Dan Gridley calls his 90 acre operation near Pittsboro, N.C. a “beer farm” because he grows the ingredients that are used to make the tasty brew.
“We are a diversified farm. We just grow beer,” Gridley said at the South Atlantic Hops Conference in Richmond March 5. “We grow barley; we grow wheat; we grow rye; we grow sorghum, and six different varieties of hops. Our goal is to be a farm brewery and we are getting closer to that.”
Gridley and his wife started Farm Boy Farms in 2011 to provide local ingredients to the growing craft beer and home brew industry in North Carolina. Gridley is a native New Yorker, spent time in Boston and Honolulu and has lived in Raleigh for 10 years. He inherited his 90-acre farm by marrying his wife. His goal was to use the 90 acres to produce high quality locally sourced ingredients for North Carolina’s microbreweries.
In 2009, Gridley reached out to North Carolina State University to learn what grain and hop varieties can be grown in North Carolina for beer production. “We grew as the market grew. When we started in 2009, there were 32 microbreweries. Now there are more than 160 and that number continues to grow.”

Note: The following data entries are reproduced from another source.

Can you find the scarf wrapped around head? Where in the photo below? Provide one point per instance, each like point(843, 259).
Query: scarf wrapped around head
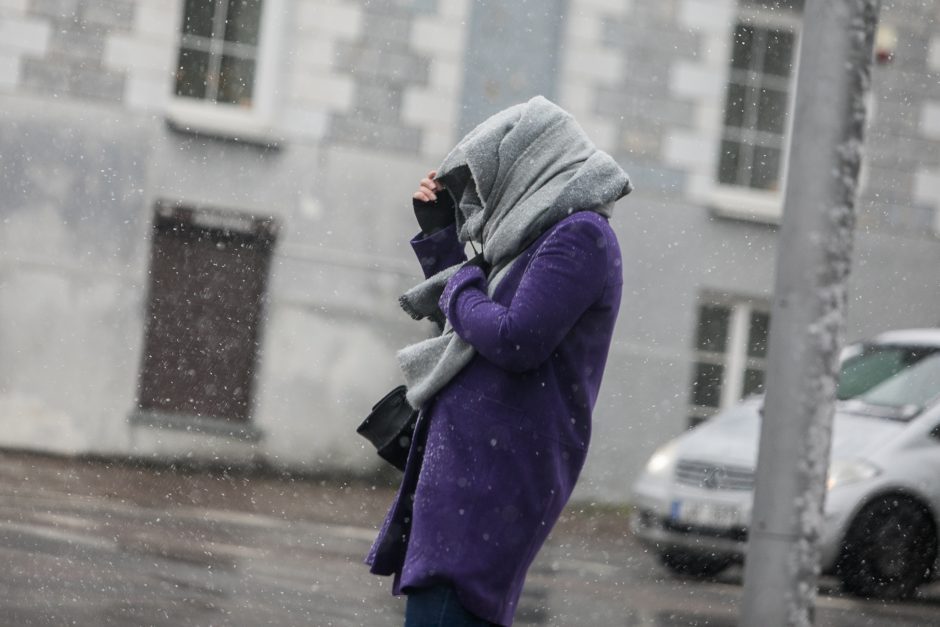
point(512, 178)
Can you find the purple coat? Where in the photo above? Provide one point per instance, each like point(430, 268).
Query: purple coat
point(505, 440)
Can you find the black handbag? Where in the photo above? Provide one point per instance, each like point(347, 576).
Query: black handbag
point(390, 427)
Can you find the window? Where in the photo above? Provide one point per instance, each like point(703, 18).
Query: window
point(218, 54)
point(730, 355)
point(759, 95)
point(208, 277)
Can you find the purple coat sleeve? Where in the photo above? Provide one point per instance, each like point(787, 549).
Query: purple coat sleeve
point(567, 274)
point(438, 251)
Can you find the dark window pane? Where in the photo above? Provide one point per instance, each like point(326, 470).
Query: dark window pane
point(776, 5)
point(191, 73)
point(772, 111)
point(728, 163)
point(713, 328)
point(753, 382)
point(734, 106)
point(236, 81)
point(757, 335)
point(197, 17)
point(706, 386)
point(243, 21)
point(778, 57)
point(743, 47)
point(765, 173)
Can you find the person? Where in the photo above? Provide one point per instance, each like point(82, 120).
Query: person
point(506, 390)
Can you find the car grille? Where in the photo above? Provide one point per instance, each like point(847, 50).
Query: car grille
point(714, 476)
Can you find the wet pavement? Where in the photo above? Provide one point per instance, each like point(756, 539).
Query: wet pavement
point(90, 543)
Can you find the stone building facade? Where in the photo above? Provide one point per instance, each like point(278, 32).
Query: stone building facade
point(205, 206)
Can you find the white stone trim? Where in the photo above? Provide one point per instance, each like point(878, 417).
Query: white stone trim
point(146, 54)
point(706, 15)
point(13, 6)
point(336, 19)
point(689, 150)
point(432, 35)
point(9, 70)
point(435, 108)
point(587, 65)
point(613, 8)
point(312, 88)
point(324, 90)
point(132, 52)
point(26, 35)
point(927, 191)
point(930, 120)
point(696, 81)
point(933, 54)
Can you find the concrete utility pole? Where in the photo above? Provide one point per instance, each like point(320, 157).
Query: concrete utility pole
point(813, 263)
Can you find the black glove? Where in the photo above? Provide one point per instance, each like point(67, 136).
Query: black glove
point(480, 263)
point(435, 215)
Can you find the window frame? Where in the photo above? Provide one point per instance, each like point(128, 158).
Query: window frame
point(740, 201)
point(734, 360)
point(254, 123)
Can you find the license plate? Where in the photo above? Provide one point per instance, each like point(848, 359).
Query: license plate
point(702, 514)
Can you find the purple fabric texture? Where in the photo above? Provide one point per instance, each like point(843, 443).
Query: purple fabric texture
point(498, 450)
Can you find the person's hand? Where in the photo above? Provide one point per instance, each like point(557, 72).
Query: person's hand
point(434, 212)
point(428, 188)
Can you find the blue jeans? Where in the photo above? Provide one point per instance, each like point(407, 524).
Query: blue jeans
point(438, 607)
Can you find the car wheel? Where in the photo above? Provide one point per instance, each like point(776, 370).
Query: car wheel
point(889, 550)
point(695, 565)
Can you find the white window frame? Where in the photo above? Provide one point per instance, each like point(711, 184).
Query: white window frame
point(253, 123)
point(738, 201)
point(735, 361)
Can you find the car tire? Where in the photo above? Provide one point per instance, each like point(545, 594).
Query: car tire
point(889, 549)
point(694, 565)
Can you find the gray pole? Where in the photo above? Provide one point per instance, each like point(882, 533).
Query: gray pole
point(813, 262)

Gridley calls hops “the sexy of beer” because they are critical for the bitter taste that beer lovers crave. He said growing and marketing hops is an important part of his operation. For farmers who want to get into the hops business, Gridley says it is critical that they know the data of the hops they are producing and they must share that data with the brewery customers.
“When we started with hops, we made cold calls, telling breweries ‘here’s our hops.’ That was great, but you need to make sure you have your data” he said.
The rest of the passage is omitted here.